# Tautological quotient bundle of ruled surface

I am reading the book Complex algebraic surfaces by Beauville, the chapter on Ruled surfaces. I have some doubts.

Let $C$ be a smooth curve. $E$ be a rank 2 vector bundle on $C$. Let $X=\mathbb{P}(E)$ the ruled surface associated to $E$. $p:X\rightarrow C$ is the projection morphism.

We have the canonical short exact sequence on $X$, $0\rightarrow N\rightarrow p^*E\rightarrow O_X(1)\rightarrow 0$.

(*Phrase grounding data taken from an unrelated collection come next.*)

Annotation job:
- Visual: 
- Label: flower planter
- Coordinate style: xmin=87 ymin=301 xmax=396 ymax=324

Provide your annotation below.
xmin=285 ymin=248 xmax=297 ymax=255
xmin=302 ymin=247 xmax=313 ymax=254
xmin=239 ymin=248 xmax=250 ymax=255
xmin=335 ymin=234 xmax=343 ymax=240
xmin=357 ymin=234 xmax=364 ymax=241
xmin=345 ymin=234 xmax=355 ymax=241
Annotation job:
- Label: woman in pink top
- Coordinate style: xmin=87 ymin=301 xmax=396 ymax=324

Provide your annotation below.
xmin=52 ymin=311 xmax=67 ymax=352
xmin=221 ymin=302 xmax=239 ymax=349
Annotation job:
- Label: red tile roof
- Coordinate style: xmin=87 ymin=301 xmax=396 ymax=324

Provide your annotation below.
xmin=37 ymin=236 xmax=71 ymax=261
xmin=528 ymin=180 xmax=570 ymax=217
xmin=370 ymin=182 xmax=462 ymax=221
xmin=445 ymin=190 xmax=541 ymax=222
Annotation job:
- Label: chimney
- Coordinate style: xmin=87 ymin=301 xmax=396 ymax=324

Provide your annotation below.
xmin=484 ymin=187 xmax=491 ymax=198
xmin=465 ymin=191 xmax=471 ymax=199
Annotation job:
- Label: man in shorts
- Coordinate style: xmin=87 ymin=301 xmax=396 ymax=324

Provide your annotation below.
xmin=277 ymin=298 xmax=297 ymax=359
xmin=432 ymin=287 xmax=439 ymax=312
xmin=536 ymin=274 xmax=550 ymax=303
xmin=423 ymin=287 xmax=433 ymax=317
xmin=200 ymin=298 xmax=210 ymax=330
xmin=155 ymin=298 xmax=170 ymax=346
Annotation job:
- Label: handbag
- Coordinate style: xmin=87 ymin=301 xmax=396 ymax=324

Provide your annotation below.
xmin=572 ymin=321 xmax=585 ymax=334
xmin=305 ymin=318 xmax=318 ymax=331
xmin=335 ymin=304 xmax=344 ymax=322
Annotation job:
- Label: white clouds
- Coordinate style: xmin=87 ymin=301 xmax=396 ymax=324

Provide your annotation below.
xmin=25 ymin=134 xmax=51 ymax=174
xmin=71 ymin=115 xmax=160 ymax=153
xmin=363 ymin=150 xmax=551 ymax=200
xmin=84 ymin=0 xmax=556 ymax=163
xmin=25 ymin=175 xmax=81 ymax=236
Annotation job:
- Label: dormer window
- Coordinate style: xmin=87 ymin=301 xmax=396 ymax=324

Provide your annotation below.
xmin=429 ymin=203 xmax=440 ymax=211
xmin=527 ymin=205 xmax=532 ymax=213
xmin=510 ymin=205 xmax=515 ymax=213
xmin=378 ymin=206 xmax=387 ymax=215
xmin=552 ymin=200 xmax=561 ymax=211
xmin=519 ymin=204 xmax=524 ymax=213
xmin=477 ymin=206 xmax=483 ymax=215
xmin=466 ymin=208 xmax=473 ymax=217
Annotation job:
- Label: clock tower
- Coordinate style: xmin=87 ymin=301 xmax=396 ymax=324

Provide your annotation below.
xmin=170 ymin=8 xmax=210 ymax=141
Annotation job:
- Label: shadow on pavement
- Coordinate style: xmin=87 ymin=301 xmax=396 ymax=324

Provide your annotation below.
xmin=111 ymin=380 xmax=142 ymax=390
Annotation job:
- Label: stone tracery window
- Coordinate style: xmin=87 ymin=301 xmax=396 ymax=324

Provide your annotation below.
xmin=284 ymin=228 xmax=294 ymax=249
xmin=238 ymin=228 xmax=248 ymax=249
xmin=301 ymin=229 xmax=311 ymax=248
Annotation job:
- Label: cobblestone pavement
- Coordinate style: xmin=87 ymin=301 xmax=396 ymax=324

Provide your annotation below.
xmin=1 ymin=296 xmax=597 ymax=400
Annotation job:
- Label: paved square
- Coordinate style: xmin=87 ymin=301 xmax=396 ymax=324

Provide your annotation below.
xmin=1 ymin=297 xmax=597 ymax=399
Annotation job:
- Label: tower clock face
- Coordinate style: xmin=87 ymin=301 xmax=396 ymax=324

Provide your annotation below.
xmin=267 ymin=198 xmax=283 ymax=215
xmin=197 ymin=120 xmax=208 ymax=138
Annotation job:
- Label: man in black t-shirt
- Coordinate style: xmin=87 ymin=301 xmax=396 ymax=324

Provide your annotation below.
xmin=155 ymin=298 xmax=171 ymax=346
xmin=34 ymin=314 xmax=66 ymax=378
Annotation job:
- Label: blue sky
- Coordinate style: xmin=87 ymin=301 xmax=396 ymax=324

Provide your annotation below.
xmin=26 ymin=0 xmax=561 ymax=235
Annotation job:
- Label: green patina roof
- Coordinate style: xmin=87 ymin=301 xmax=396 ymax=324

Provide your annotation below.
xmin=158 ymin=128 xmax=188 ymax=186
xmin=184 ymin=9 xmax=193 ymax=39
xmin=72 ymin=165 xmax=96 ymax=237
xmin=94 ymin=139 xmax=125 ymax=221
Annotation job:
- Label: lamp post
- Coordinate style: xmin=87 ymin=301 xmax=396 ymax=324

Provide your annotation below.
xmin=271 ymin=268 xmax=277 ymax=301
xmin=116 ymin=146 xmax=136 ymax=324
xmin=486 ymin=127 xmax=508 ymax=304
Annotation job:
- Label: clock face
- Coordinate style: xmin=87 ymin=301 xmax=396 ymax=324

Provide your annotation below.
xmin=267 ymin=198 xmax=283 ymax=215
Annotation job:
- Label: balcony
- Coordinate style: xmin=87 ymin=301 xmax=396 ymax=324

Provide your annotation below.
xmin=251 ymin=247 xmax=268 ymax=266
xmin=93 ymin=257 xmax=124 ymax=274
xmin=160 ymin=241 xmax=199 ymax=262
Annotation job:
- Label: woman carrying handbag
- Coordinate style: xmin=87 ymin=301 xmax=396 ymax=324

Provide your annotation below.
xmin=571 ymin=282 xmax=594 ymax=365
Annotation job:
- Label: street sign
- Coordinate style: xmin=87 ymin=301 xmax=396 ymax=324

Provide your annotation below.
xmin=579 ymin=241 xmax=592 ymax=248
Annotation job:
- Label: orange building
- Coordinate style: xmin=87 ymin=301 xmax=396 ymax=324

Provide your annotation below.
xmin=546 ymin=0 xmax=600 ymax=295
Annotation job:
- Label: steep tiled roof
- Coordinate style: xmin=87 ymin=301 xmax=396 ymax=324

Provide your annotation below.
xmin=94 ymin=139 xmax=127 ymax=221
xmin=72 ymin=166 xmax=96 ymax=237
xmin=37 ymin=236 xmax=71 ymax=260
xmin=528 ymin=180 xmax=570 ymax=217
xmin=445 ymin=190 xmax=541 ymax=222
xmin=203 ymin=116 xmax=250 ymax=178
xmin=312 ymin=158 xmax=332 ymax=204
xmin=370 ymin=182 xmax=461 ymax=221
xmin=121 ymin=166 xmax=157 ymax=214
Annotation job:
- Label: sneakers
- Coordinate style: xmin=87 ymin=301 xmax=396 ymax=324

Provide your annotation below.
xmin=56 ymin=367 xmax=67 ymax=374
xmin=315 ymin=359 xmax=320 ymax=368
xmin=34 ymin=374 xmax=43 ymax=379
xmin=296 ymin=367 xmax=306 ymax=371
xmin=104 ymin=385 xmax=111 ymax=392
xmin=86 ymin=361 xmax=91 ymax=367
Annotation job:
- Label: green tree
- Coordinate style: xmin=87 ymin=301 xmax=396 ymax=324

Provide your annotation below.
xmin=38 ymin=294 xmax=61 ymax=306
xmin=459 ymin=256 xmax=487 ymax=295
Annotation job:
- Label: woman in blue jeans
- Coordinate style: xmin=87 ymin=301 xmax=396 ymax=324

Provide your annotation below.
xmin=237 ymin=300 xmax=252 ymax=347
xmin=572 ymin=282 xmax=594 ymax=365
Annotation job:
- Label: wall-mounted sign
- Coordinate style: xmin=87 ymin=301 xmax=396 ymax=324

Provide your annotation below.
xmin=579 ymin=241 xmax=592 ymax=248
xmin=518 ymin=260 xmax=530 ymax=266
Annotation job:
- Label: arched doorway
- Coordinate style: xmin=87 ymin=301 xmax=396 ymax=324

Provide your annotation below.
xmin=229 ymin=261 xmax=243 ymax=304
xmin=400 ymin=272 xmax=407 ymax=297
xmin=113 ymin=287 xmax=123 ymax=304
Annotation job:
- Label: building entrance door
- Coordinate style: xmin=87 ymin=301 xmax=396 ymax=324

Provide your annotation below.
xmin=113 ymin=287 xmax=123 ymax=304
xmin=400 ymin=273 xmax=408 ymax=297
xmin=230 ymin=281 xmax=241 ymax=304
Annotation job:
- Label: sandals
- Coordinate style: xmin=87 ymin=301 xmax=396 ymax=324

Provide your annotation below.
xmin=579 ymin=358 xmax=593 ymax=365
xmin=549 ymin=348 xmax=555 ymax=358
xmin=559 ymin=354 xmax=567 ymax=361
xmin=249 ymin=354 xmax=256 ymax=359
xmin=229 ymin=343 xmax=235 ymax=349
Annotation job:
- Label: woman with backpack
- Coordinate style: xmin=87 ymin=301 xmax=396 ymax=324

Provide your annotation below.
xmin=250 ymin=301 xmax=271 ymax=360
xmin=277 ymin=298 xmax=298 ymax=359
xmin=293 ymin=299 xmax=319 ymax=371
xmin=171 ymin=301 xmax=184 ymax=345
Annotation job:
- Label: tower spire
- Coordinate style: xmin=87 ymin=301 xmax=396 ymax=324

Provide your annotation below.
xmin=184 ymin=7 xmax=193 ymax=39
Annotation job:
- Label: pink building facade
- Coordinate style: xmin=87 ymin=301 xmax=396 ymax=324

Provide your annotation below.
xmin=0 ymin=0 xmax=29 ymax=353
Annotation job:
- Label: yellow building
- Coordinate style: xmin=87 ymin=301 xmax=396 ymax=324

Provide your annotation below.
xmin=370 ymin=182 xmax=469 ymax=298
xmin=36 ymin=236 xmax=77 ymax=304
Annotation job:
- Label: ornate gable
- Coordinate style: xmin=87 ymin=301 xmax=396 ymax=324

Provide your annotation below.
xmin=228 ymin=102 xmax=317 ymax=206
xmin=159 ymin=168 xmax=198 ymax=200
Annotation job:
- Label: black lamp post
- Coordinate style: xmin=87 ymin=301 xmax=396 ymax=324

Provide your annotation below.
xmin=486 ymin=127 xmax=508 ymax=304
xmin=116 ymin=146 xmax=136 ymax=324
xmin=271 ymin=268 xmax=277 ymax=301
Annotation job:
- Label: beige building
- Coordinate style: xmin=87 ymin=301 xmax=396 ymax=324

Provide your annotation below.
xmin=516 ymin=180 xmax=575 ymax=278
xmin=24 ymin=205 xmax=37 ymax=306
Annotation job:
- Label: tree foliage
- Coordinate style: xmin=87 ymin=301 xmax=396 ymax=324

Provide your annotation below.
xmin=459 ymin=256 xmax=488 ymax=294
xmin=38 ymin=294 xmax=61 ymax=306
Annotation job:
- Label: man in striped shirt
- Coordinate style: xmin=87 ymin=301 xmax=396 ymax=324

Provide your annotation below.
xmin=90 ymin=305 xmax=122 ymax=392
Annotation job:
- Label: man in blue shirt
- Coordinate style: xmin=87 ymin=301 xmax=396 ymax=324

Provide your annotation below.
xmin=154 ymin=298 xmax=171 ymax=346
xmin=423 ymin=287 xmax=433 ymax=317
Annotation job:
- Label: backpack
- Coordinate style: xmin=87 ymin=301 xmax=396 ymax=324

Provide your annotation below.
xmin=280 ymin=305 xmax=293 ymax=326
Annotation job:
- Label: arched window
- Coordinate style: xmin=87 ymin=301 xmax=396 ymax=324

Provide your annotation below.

Here $N$ is the line bundle whose fiber over a point associated to a one dimensional subspace of the corresponding fiber of $E$ is the subspace itself. $O_X(1)$ is the quotient.

1) why is $O_X(1)$ a line bundle.

2) Also it says if $F$ is the class of a fiber of $p$ in $Pic\,X$ then $F.O_X(1)=1$. Why is this so?

3) What are the sections of $O_X(1)$? That is there a divisor $D$ on $X$ such that $O_X(1)=O_X(D)$? Is this like bundle ample? Or nef, big?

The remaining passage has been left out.